A verdade é que algumas pessoas vêem-me como tal. Continuo a achar, que são todos, uns exagerados, mas pronto.
O importante é que, mesmo sem saber, posso estar a ajudar alguém através da minha escrita.
O Francisco é um exemplo que retrata bem a proporção que esta minha aventura foi tomando.

Conheço-o desde pequenino, os pais são amigos de família, quando souberam que o Francisco era também portador de paralisia cerebral, penso que, viram em mim e na minha família um bom exemplo de superação que de alguma forma deveriam seguir.
O certo é que tal como eu, o Francisco, sempre teve muita força de vontade para superar todos os obstáculos que a vida vai colocando diante dele e acima de tudo é feliz!
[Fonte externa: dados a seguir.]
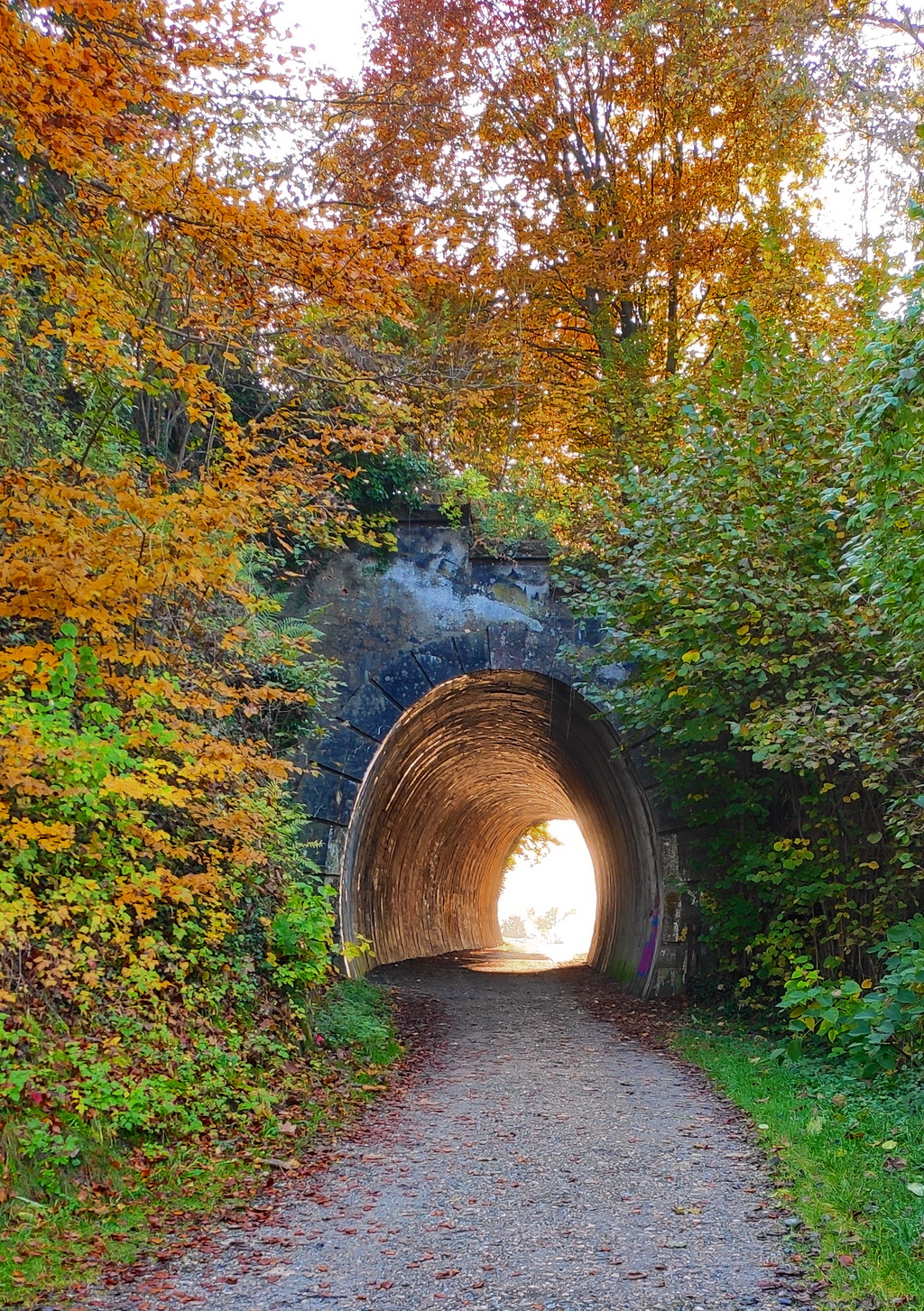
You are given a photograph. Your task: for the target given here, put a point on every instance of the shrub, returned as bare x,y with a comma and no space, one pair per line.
881,1027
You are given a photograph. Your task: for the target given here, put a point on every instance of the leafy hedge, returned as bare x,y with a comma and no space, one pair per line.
764,584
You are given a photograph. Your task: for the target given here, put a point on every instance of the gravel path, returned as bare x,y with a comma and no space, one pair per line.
541,1159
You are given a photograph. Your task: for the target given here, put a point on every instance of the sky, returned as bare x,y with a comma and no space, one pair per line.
335,28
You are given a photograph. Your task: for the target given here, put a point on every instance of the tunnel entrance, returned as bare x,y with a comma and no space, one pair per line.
462,773
548,894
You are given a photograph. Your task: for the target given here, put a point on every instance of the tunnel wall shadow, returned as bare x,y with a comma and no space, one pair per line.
457,780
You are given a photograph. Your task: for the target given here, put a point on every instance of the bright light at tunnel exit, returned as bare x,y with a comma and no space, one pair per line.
548,905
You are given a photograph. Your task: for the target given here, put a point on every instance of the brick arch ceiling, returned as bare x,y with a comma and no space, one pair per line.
457,780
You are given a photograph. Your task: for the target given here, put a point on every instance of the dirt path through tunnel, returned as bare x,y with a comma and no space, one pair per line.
541,1159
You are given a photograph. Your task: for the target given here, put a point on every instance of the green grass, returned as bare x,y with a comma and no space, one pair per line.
845,1150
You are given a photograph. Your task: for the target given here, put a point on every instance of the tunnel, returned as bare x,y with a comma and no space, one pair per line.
462,773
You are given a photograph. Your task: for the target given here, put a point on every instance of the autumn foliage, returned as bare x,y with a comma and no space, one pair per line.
176,414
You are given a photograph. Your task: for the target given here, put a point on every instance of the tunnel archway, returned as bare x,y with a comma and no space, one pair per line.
452,786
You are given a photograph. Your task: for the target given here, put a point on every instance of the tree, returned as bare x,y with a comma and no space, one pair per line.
145,219
607,179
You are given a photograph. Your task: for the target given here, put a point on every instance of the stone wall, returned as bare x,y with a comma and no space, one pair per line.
462,723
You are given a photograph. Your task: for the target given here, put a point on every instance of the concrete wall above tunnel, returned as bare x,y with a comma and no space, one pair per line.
463,723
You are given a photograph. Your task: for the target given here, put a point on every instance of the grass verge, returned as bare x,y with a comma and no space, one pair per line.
122,1200
849,1158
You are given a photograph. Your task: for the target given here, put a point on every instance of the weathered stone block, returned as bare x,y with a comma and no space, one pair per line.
539,651
328,796
474,653
346,752
507,645
404,680
370,711
439,661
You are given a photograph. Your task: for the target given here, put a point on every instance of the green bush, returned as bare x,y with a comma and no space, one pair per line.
881,1027
356,1015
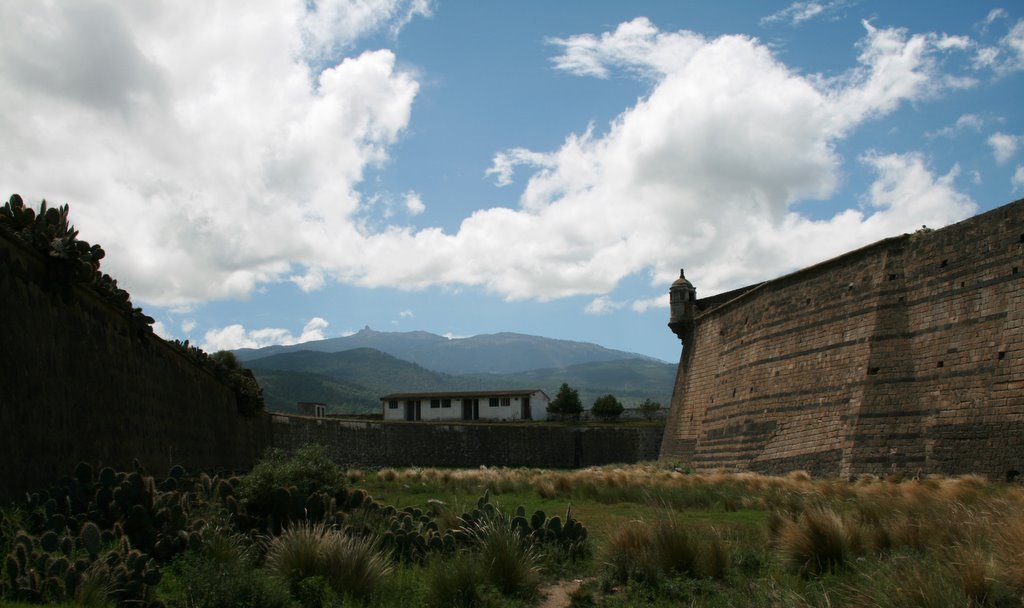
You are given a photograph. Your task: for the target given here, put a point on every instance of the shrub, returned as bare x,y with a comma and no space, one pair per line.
352,566
198,578
310,470
295,554
349,566
509,562
648,408
566,402
607,407
457,582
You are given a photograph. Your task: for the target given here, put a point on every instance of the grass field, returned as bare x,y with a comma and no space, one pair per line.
655,536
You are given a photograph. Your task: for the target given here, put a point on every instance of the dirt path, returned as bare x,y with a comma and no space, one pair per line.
557,595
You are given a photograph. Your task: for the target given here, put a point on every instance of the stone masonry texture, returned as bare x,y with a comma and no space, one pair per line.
904,356
80,382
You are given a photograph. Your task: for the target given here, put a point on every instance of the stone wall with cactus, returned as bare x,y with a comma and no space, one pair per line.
84,378
372,443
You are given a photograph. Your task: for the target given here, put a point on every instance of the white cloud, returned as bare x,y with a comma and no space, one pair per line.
311,280
1004,145
199,147
1018,179
945,42
414,204
202,181
602,305
236,336
1014,43
644,305
331,26
799,12
161,330
965,122
505,163
1008,56
995,13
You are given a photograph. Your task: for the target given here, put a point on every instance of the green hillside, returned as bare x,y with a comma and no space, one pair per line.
352,381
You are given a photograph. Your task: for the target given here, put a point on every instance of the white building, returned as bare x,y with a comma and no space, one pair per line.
508,404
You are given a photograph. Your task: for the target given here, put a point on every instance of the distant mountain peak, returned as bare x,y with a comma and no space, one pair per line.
502,352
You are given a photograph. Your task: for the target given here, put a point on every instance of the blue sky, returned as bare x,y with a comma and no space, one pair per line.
299,170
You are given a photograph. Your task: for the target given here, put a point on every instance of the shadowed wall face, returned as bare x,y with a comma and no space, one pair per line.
470,444
79,382
904,356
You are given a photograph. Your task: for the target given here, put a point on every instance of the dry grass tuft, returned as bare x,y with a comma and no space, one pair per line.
815,544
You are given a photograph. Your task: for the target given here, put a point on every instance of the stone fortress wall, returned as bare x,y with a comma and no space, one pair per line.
906,355
80,382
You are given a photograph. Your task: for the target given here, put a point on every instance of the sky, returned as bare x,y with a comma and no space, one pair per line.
279,171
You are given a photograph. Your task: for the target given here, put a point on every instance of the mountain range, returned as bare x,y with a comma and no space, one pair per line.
350,374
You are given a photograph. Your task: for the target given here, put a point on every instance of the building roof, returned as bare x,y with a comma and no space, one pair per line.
503,393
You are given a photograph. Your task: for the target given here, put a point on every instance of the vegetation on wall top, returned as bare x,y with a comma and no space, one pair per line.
74,261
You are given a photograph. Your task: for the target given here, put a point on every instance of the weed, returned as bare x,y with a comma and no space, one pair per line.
457,582
815,544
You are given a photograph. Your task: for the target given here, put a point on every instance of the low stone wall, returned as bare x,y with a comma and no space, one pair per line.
366,443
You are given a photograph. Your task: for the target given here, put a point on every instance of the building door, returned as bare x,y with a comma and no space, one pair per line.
413,409
470,409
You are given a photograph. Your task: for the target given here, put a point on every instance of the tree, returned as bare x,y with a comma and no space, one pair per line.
648,408
607,407
566,402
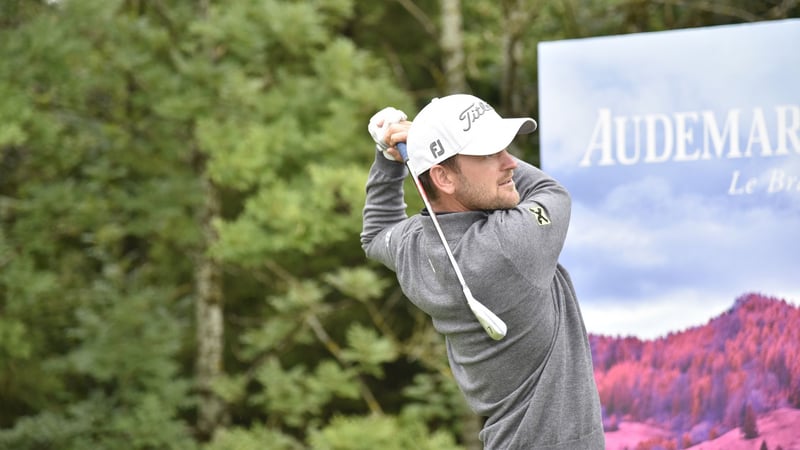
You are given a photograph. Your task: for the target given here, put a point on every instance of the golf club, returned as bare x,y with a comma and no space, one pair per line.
494,326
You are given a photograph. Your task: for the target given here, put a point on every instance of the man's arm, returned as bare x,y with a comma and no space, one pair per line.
384,207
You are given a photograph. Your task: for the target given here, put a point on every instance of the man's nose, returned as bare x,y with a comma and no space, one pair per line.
508,161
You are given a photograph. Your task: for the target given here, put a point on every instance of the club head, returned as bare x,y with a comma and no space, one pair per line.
494,326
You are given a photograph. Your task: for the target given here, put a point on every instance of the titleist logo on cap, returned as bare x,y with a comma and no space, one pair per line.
473,113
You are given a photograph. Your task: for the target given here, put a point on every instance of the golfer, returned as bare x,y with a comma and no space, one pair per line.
505,221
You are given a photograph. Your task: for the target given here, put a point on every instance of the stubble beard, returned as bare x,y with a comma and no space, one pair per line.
478,198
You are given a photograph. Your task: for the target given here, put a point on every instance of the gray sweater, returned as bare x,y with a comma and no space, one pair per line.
535,387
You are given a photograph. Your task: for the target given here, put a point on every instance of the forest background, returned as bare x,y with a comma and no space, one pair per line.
181,185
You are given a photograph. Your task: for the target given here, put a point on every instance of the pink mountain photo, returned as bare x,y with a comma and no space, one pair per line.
733,383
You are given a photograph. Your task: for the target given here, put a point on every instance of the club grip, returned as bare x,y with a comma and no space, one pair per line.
401,147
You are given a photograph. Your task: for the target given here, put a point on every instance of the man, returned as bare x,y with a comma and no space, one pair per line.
505,222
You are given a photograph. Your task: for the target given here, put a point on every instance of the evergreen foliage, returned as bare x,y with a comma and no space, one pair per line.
117,116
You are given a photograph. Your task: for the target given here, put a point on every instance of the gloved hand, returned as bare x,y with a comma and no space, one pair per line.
385,117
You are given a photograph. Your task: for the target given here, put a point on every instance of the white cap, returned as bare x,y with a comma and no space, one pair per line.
460,124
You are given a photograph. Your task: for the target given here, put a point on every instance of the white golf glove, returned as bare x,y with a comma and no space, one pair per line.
389,116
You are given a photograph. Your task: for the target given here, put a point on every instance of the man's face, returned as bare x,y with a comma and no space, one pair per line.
484,182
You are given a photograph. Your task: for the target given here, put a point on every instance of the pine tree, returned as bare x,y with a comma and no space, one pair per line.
749,423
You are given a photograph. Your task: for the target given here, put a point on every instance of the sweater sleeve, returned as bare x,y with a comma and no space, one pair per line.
384,208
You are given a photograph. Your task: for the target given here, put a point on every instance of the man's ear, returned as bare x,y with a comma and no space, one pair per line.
443,179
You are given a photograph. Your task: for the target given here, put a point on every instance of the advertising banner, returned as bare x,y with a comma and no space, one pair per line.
681,150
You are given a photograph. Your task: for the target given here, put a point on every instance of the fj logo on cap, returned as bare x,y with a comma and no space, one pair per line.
541,216
437,149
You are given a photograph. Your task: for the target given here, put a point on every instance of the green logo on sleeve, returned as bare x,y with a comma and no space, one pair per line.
541,215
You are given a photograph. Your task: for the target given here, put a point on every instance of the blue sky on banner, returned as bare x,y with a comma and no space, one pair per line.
682,153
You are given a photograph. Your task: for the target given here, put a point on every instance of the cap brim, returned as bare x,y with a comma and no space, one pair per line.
500,137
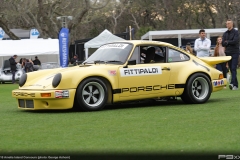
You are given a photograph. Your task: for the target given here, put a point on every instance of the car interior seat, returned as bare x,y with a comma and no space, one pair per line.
150,55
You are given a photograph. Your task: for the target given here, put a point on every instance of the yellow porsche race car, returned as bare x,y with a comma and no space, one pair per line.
123,71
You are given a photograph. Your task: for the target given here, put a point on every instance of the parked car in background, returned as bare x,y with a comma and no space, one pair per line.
6,73
115,73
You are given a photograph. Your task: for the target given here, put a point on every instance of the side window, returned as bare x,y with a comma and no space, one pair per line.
176,56
135,55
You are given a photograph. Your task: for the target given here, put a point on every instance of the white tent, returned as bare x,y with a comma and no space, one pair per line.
47,50
190,33
102,38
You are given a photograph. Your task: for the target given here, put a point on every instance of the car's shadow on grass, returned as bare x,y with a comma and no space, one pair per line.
130,105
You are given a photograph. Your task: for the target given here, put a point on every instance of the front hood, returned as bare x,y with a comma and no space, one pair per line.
215,60
42,79
71,76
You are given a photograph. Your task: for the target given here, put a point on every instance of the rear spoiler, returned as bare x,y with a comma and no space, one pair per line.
215,60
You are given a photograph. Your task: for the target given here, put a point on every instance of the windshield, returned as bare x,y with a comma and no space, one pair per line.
111,53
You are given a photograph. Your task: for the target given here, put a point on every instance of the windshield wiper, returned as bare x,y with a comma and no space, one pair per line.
113,61
94,61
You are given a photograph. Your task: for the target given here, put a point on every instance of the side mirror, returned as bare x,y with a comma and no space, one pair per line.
132,62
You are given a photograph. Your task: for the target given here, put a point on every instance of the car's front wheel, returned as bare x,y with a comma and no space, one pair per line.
91,94
198,89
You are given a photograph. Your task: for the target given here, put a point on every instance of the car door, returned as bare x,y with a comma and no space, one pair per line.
143,80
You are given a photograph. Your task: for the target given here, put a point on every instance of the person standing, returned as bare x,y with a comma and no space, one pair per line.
231,42
189,48
13,67
202,44
74,60
220,51
37,61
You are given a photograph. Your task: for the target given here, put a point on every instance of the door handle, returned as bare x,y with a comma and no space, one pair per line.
166,68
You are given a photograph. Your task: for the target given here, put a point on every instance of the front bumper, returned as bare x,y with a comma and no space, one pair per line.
219,84
33,100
Ser feliz é, sem dúvida, a mais complexa de todas as missões que vamos tendo que cumprir na vida… só as pessoas determinadas como nós conseguem cumprir de forma continua esta missão que irradia grandes sorrisos.
 Já não estava com ele há quatro anos, está crescido, já a caminho dos dez anos e é  um miúdo todo giro

Desde que chegou a Espinho estava sempre a dizer à mãe que queria estar comigo, estivemos um bocadinho a conversar e a mãe estava sempre a dizer:- O Francisco segue os teus textos! E Adora, diz muitas vezes, que também queria saber escrever assim como tu”.

Eu lá lhe estive a explicar que com a idade dele ( nove anos) também não sabia escrever muito bem e também não tinha muito interesse pela escrita ( é verdade não tinha mesmo interesse , nunca pensei que passa-se a ser a minha melhor amiga) .

Depois desta conversa toda, tiramos uma foto para registar o momento. Fiquei mesmo contente de ver o Francisco assim tão crescido e feliz, e alegra-me muito saber que sou uma boa influência para ele. De resto, a foto fala por si.